La belle Hushpuppy (Quvenzhané Wallis)

Les habitants du Bathtub sont pauvres mais heureux et tiennent beaucoup à leur coin; ils fêtent toute la journée, jouant de la musique et mangeant des tonnes de fruits de mers qui me mettaient constamment l’eau à la bouche. (Je n’ai jamais vu autant de crevettes et de crabe! Quel délice que ce devait être!) Reste que la menace de la grande tempête plane et les habitants savent qu’ils ne pourront plus rester dans leur cher Bathtub.

Ce qui marque de ce film est l’amour qui y dégage, un amour pour le sud des États-Unis, ce Bathtub nous rappelant la Nouvelle-Orléans, et cette grande tempête, l’ouragan Katrina. Il est clair que les cinéastes sont en amour avec ce coin de pays. Une autre chose qui frappe est cet amour pour les habitants du Bathtub de leur petit coin de pays, un amour qui n’inclut pas les choses matérielles, mais strictement un amour du lieu et des gens qui en font un lieu unique. C’est une image tellement contradictoire que celle dont le cinéma américain contemporain nous a habitué, soit une vision capitaliste des américains, et c’est extrêmement rafraîchissant! Cette joie de vivre enivrante des habitants du Bathtub pour leur coin, malgré la pauvreté qui les entoure, m’a donné le goût de me rendre dans ce coin de pays! Hélas, le Bathtub est fictif, je devrai donc me contenter de mon imagination, ou de bayous louisianais ou néo-orléanais…

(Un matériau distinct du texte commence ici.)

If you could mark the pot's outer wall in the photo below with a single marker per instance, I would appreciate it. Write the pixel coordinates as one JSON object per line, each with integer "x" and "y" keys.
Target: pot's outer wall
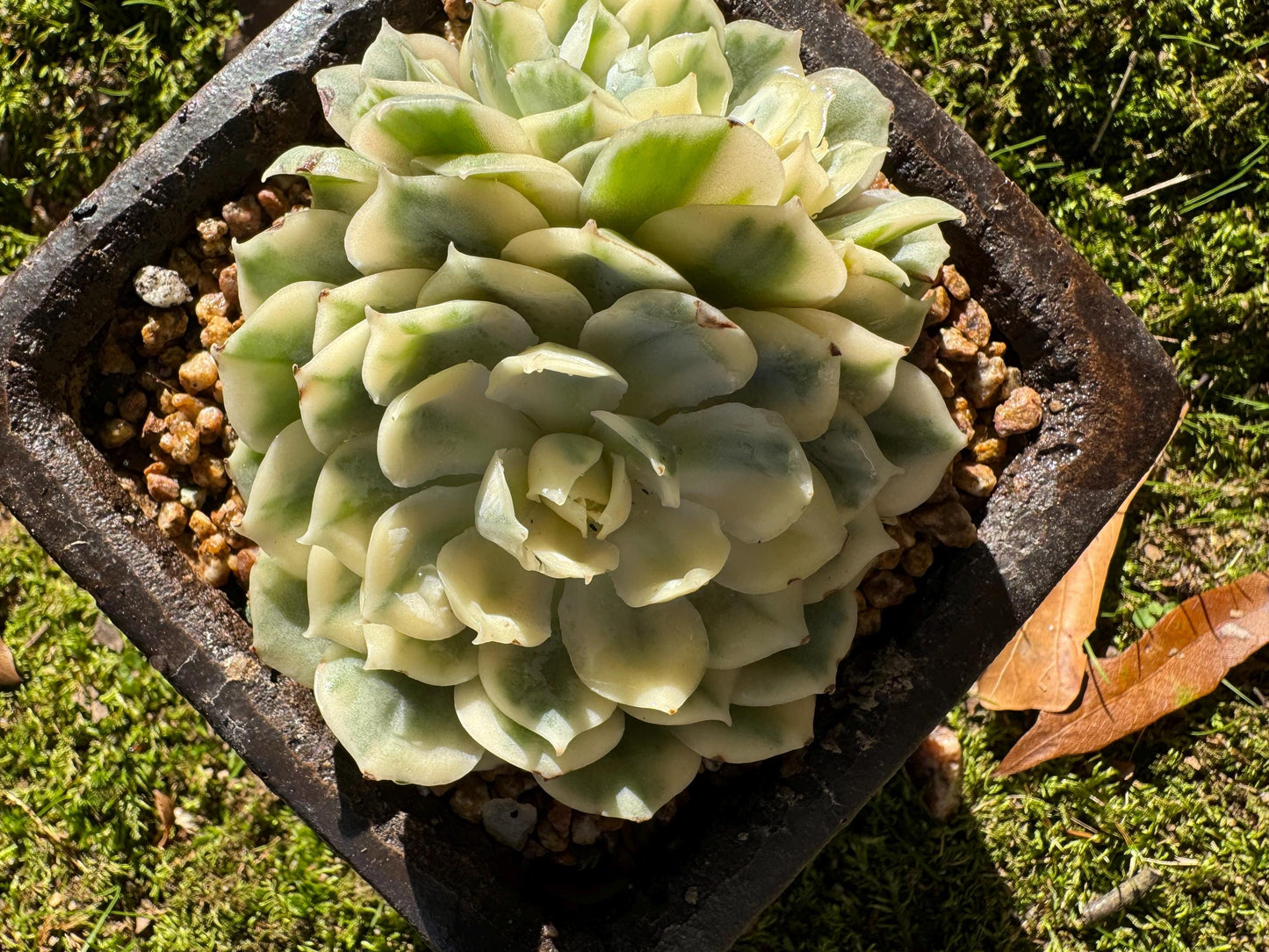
{"x": 733, "y": 849}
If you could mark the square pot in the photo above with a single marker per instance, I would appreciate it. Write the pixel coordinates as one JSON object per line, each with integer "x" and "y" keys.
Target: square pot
{"x": 733, "y": 848}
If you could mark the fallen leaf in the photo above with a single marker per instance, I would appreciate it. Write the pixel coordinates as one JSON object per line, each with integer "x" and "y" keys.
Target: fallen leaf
{"x": 167, "y": 812}
{"x": 105, "y": 635}
{"x": 9, "y": 677}
{"x": 1179, "y": 660}
{"x": 1043, "y": 667}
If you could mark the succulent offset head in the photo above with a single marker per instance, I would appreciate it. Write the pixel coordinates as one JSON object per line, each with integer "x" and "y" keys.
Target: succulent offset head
{"x": 570, "y": 412}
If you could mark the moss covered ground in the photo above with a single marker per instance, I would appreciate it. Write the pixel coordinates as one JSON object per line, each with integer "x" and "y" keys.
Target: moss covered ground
{"x": 1172, "y": 207}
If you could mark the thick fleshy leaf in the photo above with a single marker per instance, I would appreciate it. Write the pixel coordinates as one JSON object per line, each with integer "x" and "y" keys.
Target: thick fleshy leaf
{"x": 857, "y": 110}
{"x": 889, "y": 220}
{"x": 299, "y": 247}
{"x": 850, "y": 167}
{"x": 594, "y": 40}
{"x": 538, "y": 538}
{"x": 744, "y": 629}
{"x": 640, "y": 775}
{"x": 678, "y": 99}
{"x": 553, "y": 308}
{"x": 556, "y": 386}
{"x": 673, "y": 350}
{"x": 667, "y": 552}
{"x": 784, "y": 110}
{"x": 869, "y": 359}
{"x": 881, "y": 307}
{"x": 242, "y": 464}
{"x": 797, "y": 373}
{"x": 559, "y": 133}
{"x": 395, "y": 727}
{"x": 698, "y": 54}
{"x": 333, "y": 400}
{"x": 559, "y": 17}
{"x": 490, "y": 593}
{"x": 601, "y": 264}
{"x": 676, "y": 160}
{"x": 850, "y": 461}
{"x": 579, "y": 162}
{"x": 342, "y": 307}
{"x": 402, "y": 587}
{"x": 338, "y": 178}
{"x": 401, "y": 56}
{"x": 873, "y": 264}
{"x": 544, "y": 85}
{"x": 754, "y": 51}
{"x": 710, "y": 701}
{"x": 806, "y": 179}
{"x": 650, "y": 656}
{"x": 917, "y": 433}
{"x": 501, "y": 36}
{"x": 447, "y": 427}
{"x": 656, "y": 19}
{"x": 256, "y": 364}
{"x": 550, "y": 188}
{"x": 558, "y": 461}
{"x": 409, "y": 347}
{"x": 442, "y": 663}
{"x": 282, "y": 498}
{"x": 796, "y": 553}
{"x": 350, "y": 495}
{"x": 521, "y": 746}
{"x": 631, "y": 73}
{"x": 407, "y": 128}
{"x": 538, "y": 689}
{"x": 806, "y": 669}
{"x": 919, "y": 253}
{"x": 279, "y": 616}
{"x": 338, "y": 89}
{"x": 411, "y": 221}
{"x": 334, "y": 602}
{"x": 866, "y": 541}
{"x": 753, "y": 256}
{"x": 754, "y": 732}
{"x": 650, "y": 458}
{"x": 744, "y": 464}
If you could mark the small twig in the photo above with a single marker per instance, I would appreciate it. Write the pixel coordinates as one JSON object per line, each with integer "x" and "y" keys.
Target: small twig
{"x": 1114, "y": 102}
{"x": 1161, "y": 185}
{"x": 1120, "y": 898}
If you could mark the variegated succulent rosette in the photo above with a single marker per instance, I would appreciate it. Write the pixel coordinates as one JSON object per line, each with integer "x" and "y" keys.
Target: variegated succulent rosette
{"x": 570, "y": 412}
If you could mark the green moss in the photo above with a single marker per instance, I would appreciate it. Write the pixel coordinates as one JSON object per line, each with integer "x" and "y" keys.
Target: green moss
{"x": 1032, "y": 82}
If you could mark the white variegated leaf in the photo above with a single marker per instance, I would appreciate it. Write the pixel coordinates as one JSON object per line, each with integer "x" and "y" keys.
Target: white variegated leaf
{"x": 395, "y": 727}
{"x": 402, "y": 587}
{"x": 447, "y": 427}
{"x": 409, "y": 347}
{"x": 493, "y": 595}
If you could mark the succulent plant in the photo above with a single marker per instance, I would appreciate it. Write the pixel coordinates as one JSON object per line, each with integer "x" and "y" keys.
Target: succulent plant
{"x": 570, "y": 412}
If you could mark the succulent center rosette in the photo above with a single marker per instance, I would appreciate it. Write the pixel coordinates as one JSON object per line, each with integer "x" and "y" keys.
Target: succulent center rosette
{"x": 570, "y": 412}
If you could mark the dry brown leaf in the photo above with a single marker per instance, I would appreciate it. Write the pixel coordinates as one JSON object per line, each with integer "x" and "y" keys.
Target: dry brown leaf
{"x": 167, "y": 812}
{"x": 1179, "y": 660}
{"x": 1043, "y": 667}
{"x": 9, "y": 677}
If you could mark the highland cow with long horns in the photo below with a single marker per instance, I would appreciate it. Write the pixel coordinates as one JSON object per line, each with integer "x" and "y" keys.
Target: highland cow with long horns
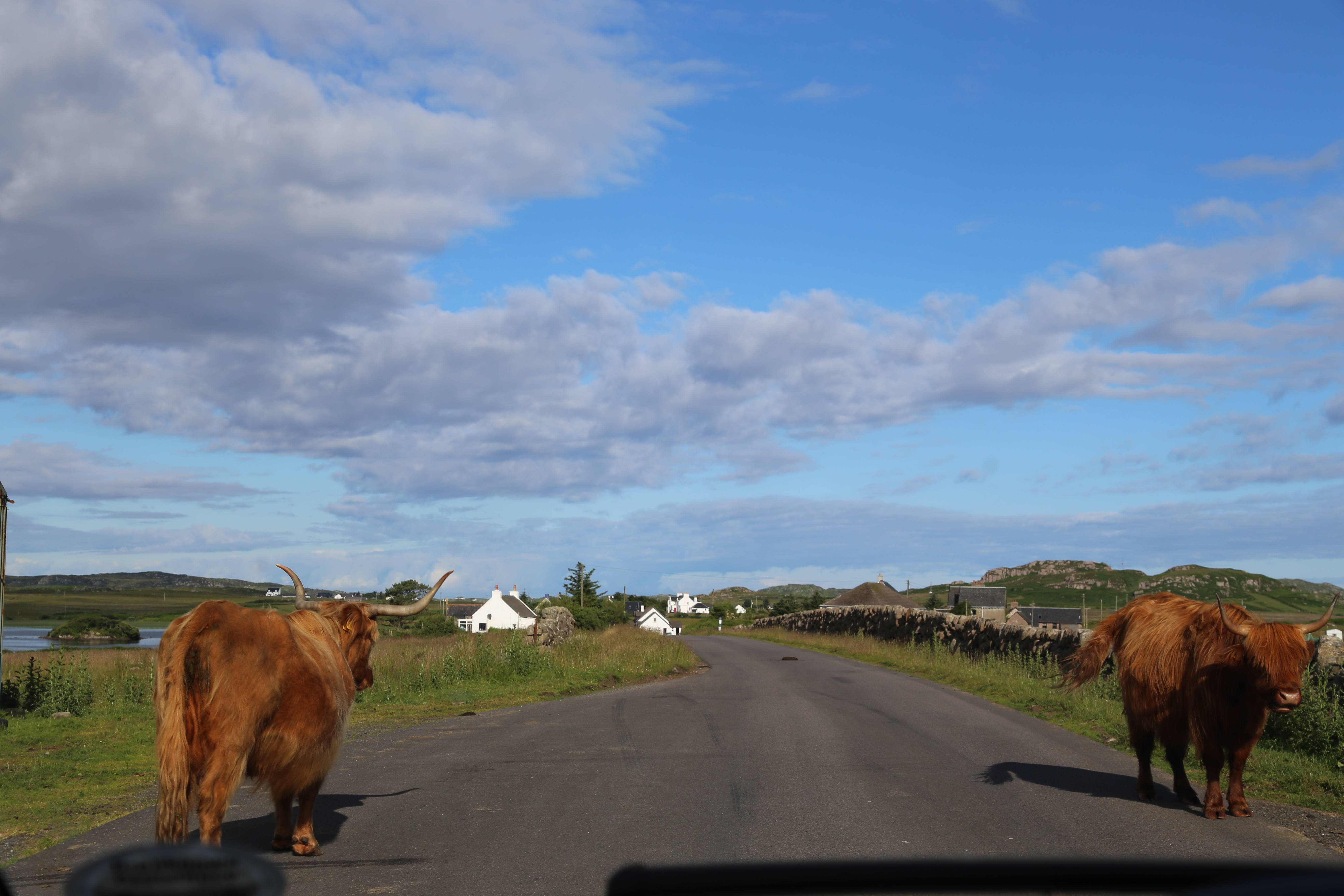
{"x": 260, "y": 695}
{"x": 1204, "y": 673}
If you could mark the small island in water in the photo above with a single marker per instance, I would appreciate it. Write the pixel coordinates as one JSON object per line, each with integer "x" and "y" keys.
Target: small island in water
{"x": 88, "y": 629}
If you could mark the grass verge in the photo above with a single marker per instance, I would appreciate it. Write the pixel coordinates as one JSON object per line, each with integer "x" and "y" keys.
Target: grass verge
{"x": 61, "y": 777}
{"x": 1275, "y": 772}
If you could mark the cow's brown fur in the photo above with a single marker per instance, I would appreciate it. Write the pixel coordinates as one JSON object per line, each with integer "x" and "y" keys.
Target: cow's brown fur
{"x": 257, "y": 694}
{"x": 1186, "y": 678}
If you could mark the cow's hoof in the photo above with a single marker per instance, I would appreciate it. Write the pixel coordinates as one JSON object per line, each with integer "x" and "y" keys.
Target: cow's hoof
{"x": 303, "y": 847}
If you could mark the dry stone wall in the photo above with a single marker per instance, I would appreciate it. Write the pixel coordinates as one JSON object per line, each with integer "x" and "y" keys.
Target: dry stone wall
{"x": 963, "y": 635}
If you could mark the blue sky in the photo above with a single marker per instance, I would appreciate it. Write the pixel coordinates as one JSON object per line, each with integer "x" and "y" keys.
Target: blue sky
{"x": 698, "y": 295}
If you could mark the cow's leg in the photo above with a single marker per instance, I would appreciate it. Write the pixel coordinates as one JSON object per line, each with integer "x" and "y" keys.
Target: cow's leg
{"x": 304, "y": 840}
{"x": 1181, "y": 782}
{"x": 1213, "y": 758}
{"x": 218, "y": 784}
{"x": 1236, "y": 796}
{"x": 284, "y": 821}
{"x": 1143, "y": 741}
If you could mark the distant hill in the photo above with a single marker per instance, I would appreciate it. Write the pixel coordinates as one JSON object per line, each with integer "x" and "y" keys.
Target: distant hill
{"x": 1074, "y": 582}
{"x": 802, "y": 592}
{"x": 131, "y": 581}
{"x": 1312, "y": 588}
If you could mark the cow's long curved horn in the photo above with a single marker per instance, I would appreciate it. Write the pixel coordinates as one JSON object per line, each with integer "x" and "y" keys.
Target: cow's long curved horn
{"x": 410, "y": 609}
{"x": 1242, "y": 629}
{"x": 299, "y": 593}
{"x": 1308, "y": 628}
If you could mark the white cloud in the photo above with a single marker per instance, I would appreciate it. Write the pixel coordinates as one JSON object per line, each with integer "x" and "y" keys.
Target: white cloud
{"x": 46, "y": 471}
{"x": 1319, "y": 291}
{"x": 560, "y": 392}
{"x": 1268, "y": 167}
{"x": 245, "y": 222}
{"x": 224, "y": 167}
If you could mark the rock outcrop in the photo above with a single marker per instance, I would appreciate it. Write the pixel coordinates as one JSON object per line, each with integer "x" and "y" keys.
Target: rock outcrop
{"x": 554, "y": 627}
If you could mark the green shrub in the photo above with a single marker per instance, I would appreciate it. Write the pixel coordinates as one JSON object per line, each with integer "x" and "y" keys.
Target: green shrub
{"x": 1316, "y": 727}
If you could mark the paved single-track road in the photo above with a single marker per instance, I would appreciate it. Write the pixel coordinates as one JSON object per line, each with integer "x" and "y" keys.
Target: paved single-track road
{"x": 757, "y": 759}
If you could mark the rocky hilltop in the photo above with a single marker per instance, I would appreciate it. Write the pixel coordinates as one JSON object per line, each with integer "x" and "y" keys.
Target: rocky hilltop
{"x": 1092, "y": 584}
{"x": 1069, "y": 569}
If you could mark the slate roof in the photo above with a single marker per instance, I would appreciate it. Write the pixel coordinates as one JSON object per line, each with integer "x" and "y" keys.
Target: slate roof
{"x": 871, "y": 594}
{"x": 518, "y": 606}
{"x": 1053, "y": 616}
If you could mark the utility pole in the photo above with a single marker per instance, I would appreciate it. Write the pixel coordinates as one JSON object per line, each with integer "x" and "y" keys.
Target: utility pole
{"x": 5, "y": 523}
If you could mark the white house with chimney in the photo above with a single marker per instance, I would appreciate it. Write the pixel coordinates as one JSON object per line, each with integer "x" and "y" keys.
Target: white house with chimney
{"x": 654, "y": 621}
{"x": 686, "y": 604}
{"x": 501, "y": 612}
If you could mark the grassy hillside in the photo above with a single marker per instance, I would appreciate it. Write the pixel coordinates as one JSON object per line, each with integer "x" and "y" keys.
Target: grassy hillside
{"x": 103, "y": 582}
{"x": 1070, "y": 584}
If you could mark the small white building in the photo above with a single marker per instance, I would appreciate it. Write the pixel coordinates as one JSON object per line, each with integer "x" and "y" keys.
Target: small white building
{"x": 654, "y": 621}
{"x": 501, "y": 612}
{"x": 686, "y": 604}
{"x": 681, "y": 604}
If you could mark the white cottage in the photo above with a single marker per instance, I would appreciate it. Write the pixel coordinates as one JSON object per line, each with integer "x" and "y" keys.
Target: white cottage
{"x": 655, "y": 621}
{"x": 681, "y": 604}
{"x": 501, "y": 612}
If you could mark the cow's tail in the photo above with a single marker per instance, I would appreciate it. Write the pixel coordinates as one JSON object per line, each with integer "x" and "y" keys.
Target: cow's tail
{"x": 1088, "y": 661}
{"x": 171, "y": 742}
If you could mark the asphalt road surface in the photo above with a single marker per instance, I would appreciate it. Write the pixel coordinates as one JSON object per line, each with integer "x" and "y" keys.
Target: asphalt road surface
{"x": 757, "y": 759}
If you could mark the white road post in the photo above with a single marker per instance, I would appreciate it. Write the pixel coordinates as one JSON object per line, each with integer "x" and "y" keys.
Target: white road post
{"x": 5, "y": 524}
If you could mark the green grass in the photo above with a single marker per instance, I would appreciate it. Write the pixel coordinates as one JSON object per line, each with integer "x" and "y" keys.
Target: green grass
{"x": 61, "y": 777}
{"x": 1298, "y": 762}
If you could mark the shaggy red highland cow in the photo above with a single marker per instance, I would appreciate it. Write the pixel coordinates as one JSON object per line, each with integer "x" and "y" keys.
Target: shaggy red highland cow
{"x": 1204, "y": 673}
{"x": 257, "y": 694}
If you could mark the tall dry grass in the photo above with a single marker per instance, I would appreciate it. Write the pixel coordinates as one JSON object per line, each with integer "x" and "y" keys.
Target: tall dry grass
{"x": 76, "y": 682}
{"x": 460, "y": 667}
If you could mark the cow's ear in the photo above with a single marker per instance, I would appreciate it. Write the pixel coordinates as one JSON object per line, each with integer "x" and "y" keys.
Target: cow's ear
{"x": 350, "y": 616}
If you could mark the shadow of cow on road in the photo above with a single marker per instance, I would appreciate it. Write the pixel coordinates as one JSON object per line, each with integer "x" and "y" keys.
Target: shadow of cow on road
{"x": 1104, "y": 785}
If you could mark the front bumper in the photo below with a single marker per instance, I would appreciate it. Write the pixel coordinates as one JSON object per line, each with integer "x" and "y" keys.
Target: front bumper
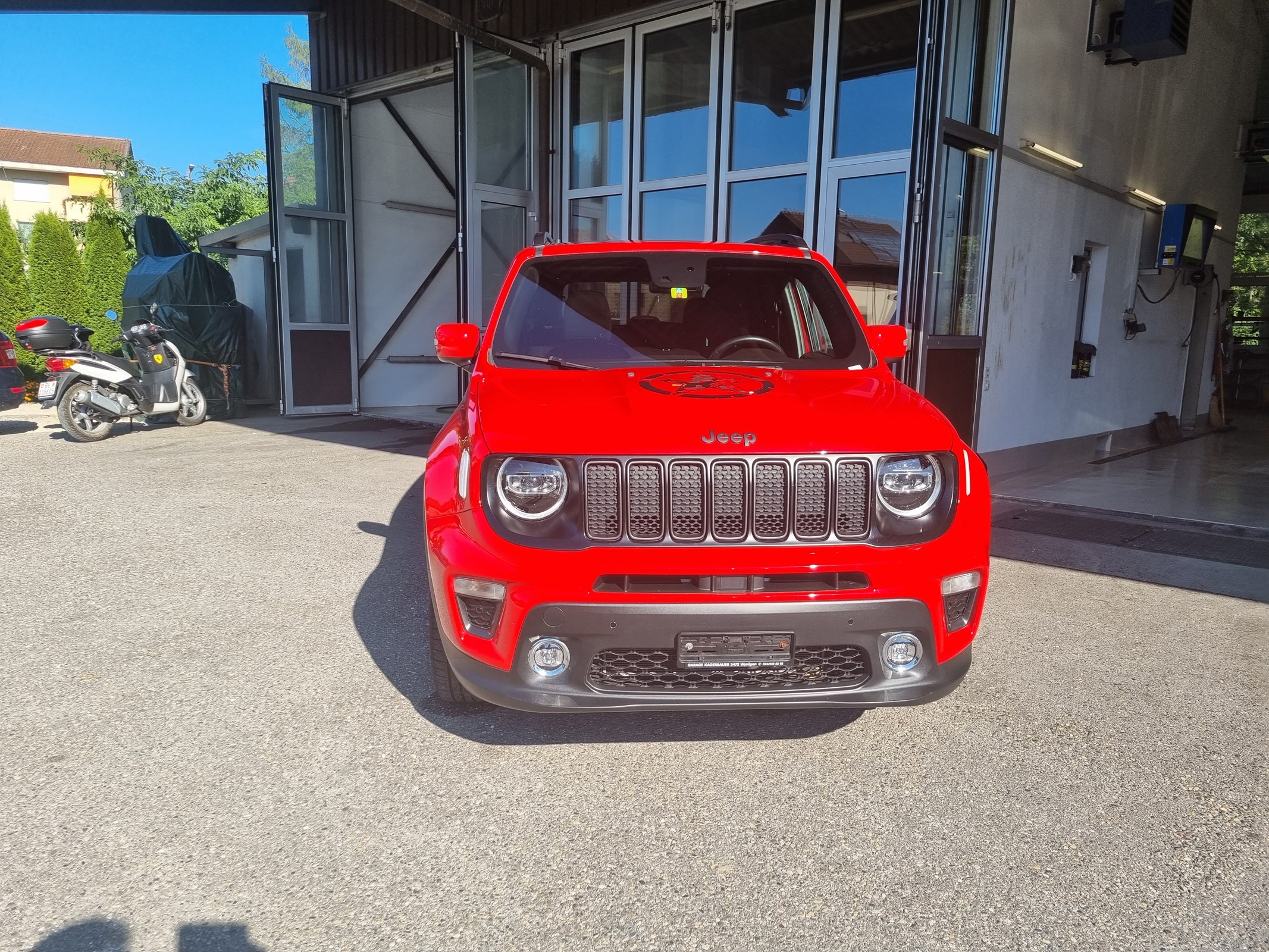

PETIT DÉTAIL INTÉRESSANT : Nous sommes peut-être au mois d’août, mais la course aux Oscars est bel et bien entamée. Tel que décrit dans mon article Oscars 2013: “prédictions” beaucoup trop hâtives!, ce film a un buzz depuis plusieurs mois qui pourrait le propulser vers des nominations dans les catégories Meilleur Film et Actrice, entre autres. Maintenant que je l’ai vu, j’y crois! Et j’ajouterais aussi un désir de nomination dans la catégorie Meilleure Trame Sonore car celle de ce film était la meilleure que j’ai entendu dans un film cette année! J’ai le plaisir de l’entendre encore dans ma tête!

LE MOT DE LA FIN : Cette énergie, ce désir de vivre, les fruits de mer, la musique, l’eau, et une façon bien unique de raconter cette histoire font de  “Beasts of the Southern Wild” un film à ne pas manquer! Verdict? ÇA VAUT LE PLEIN PRIX!

DERNIERS DÉTAILS : “Beasts of the Southern Wild” (2012) réalisé par Behn Zeitlin, scénarisé par Zeitlin et Lucy Alibar, base sur la pièce de théâtre Juicy and Delicious de Alibar, mettant en vedette Quvenzhané Wallis et Dwight Henry.